MACKY SALL APPELÉ À PRENDRE SES RESPONSABILITÉS
Felwine Sarr formule l'espoir que le président "laissera un pays gouvernable", insistant sur une reprise rapide du processus électoral. Il invite les Sénégalais à tirer les leçons de cette crise pour réformer le système hyperprésidentiel
L'intellectuel sénégalais Felwine Sarr s'est entretenu avec le magazine Jeune Afrique au sujet de la crise politique que traverse actuellement le Sénégal. Dans cette longue interview, publiée ce 17 février 2024, Sarr dénonce fermement la tentative de report des élections présidentielles voulue par le président Macky Sall et son camp, et analyse les raisons profondes de cette dérive antidémocratique.

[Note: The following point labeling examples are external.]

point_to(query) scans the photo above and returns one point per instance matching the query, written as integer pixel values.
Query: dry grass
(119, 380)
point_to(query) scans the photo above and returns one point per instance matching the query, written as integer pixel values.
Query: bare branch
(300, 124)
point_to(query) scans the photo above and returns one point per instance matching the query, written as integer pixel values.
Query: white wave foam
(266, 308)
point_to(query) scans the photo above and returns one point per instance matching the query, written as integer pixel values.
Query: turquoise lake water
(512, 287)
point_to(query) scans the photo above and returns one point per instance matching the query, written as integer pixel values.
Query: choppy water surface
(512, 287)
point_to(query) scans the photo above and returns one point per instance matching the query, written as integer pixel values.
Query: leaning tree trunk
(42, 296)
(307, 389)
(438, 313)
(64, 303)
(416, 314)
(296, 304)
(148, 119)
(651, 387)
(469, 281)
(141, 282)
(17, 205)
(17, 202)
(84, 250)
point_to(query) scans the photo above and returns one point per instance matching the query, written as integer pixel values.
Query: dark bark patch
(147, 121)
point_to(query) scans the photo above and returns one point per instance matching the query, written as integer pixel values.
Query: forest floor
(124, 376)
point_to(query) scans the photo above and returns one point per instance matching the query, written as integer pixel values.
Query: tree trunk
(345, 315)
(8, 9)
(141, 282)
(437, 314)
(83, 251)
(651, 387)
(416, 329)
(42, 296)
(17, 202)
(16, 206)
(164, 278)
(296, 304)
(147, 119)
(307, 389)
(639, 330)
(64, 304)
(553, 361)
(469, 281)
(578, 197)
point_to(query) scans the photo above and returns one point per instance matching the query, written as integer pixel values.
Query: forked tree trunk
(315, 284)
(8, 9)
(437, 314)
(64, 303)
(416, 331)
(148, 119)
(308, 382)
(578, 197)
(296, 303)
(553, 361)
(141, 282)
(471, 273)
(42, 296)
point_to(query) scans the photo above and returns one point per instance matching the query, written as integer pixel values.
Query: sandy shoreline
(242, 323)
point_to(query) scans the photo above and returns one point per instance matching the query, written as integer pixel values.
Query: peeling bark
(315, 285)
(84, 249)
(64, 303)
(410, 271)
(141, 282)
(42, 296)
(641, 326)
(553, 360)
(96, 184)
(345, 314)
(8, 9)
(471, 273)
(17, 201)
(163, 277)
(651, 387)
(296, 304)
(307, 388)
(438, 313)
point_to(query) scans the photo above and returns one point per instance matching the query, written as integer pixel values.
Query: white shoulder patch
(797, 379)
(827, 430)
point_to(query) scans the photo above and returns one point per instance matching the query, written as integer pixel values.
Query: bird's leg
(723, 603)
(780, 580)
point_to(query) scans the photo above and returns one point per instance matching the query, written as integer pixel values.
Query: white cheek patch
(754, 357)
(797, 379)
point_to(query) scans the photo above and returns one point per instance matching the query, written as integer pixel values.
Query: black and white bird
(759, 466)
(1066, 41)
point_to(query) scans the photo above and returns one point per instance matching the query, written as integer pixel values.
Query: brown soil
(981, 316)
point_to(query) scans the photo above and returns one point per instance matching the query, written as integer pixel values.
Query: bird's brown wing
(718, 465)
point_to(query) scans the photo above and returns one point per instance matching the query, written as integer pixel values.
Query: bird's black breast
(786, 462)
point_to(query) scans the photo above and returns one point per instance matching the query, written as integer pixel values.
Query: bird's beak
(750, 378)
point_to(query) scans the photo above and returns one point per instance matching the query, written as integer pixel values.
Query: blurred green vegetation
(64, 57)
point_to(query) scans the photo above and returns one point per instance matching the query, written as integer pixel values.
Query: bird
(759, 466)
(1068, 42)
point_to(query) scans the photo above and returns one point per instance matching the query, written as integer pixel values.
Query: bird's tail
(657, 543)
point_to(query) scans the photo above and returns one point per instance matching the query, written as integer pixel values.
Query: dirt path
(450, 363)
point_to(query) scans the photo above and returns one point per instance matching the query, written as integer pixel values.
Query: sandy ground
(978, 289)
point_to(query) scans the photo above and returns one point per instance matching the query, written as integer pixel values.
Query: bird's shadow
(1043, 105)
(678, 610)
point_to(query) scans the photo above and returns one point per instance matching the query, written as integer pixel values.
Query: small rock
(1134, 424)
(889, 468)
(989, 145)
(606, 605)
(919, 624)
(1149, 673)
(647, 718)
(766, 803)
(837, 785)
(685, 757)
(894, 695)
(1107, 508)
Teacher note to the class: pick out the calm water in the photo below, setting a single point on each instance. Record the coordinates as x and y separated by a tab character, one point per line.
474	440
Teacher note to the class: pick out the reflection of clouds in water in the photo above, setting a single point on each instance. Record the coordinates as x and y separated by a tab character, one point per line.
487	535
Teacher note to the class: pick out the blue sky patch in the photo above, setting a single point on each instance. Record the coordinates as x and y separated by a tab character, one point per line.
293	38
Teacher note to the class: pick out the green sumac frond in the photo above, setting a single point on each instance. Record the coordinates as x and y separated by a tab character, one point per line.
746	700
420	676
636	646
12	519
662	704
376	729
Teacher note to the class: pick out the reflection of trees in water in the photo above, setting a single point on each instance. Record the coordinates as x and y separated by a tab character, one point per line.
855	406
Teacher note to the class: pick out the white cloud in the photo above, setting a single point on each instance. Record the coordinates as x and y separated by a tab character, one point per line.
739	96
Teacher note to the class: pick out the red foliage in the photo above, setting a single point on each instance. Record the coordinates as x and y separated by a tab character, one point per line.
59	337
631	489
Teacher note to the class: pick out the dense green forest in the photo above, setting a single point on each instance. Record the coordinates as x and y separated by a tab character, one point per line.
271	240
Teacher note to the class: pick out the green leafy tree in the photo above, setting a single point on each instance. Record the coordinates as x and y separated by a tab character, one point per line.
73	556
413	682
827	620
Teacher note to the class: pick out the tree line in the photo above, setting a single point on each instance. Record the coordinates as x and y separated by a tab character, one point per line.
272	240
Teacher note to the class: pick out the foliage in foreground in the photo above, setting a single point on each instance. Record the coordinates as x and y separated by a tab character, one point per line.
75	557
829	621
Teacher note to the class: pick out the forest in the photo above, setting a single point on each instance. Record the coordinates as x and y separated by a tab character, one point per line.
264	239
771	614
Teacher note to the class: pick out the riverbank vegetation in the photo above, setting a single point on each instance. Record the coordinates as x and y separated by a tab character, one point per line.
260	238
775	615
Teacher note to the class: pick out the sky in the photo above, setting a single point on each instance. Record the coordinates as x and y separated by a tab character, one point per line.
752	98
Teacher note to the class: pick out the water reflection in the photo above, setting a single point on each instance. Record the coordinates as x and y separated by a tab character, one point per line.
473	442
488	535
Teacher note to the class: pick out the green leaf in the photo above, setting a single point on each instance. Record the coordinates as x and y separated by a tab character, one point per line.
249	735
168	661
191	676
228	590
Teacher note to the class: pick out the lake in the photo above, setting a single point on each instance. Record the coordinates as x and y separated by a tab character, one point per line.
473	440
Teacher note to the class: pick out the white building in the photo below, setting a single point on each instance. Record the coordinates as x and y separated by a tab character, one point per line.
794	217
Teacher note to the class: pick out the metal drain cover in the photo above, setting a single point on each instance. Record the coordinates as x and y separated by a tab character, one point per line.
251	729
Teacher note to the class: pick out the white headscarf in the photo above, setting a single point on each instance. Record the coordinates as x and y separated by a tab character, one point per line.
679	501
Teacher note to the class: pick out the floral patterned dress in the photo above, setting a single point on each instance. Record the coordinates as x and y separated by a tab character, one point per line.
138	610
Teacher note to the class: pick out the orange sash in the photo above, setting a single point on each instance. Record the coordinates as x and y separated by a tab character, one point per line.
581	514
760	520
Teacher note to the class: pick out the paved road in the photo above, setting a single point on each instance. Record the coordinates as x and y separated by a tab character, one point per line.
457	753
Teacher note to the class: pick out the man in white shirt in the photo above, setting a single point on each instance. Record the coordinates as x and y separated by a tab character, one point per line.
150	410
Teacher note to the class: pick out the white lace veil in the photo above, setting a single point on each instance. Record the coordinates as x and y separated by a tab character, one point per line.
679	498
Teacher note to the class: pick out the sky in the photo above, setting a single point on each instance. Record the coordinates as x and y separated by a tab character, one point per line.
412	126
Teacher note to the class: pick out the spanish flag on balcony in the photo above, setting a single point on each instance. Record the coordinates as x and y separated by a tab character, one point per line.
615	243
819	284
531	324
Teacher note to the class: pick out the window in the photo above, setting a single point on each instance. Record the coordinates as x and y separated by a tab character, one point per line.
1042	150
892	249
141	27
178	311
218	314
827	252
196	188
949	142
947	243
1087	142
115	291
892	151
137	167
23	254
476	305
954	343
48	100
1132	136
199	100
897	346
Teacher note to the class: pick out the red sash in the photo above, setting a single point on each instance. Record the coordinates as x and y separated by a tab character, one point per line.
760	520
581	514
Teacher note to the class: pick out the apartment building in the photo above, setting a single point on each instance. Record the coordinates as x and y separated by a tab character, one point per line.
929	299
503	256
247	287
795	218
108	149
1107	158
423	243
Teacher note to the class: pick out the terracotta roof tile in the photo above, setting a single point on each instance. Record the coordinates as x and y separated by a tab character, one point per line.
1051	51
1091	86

Sarr accueille avec soulagement la décision du Conseil constitutionnel d'annuler le report au 15 décembre, estimant que "c'est une victoire (...) si chacun prend ses responsabilités". Cependant, il souligne que le processus électoral doit rapidement reprendre son cours normal afin d'élire un nouveau président avant le 2 avril, date de fin du mandat de Macky Sall. Selon plusieurs juristes qu'il a consultés, le premier tour pourrait se tenir avant le 10 mars.
Pour Sarr, les Sénégalais sont prêts à voter malgré les turbulences, rappelant que les équipes de campagne étaient déjà en place et que l'administration sénégalaise est rodée à l'organisation des scrutins. Il qualifie la décision du Conseil constitutionnel de "désaveu" pour Macky Sall et les anciens présidents Abdou Diouf et Abdoulaye Wade qui l'avaient soutenu.
Sarr déplore qu'on en soit arrivé à cette "agression antidémocratique" alors que le Sénégal avait connu jusqu'ici des élections régulières et des alternances pacifiques. Il analyse les raisons structurelles de cette dérive, pointant du doigt l'"hyperprésidentialisme" hérité de la constitution de 1963. Selon lui, Macky Sall n'a jamais souhaité affronter ses adversaires dans les urnes, écartant de la compétition électorale Khalifa Sall et Karim Wade notamment.
Sarr dénonce le "plan de liquidation de la démocratie sénégalaise" mis en place depuis 2012 par le régime, entre affaiblissement des contre-pouvoirs, restrictions des libertés et instrumentalisation de la justice contre les opposants. Il estime que l'alliance entre le camp présidentiel et le PDS n'avait d'autre but que de barrer la route au candidat de Pastef, Bassirou Diomaye Faye.
Felwine Sarr formule l'espoir que Macky Sall "laissera un pays gouvernable" et invite les Sénégalais à tirer les leçons de cette crise pour réformer en profondeur le système hyperprésidentiel. Selon lui, la nécessité est de rééquilibrer les pouvoirs et d'éviter qu'un seul homme ne puisse plus mettre en péril la démocratie sénégalaise.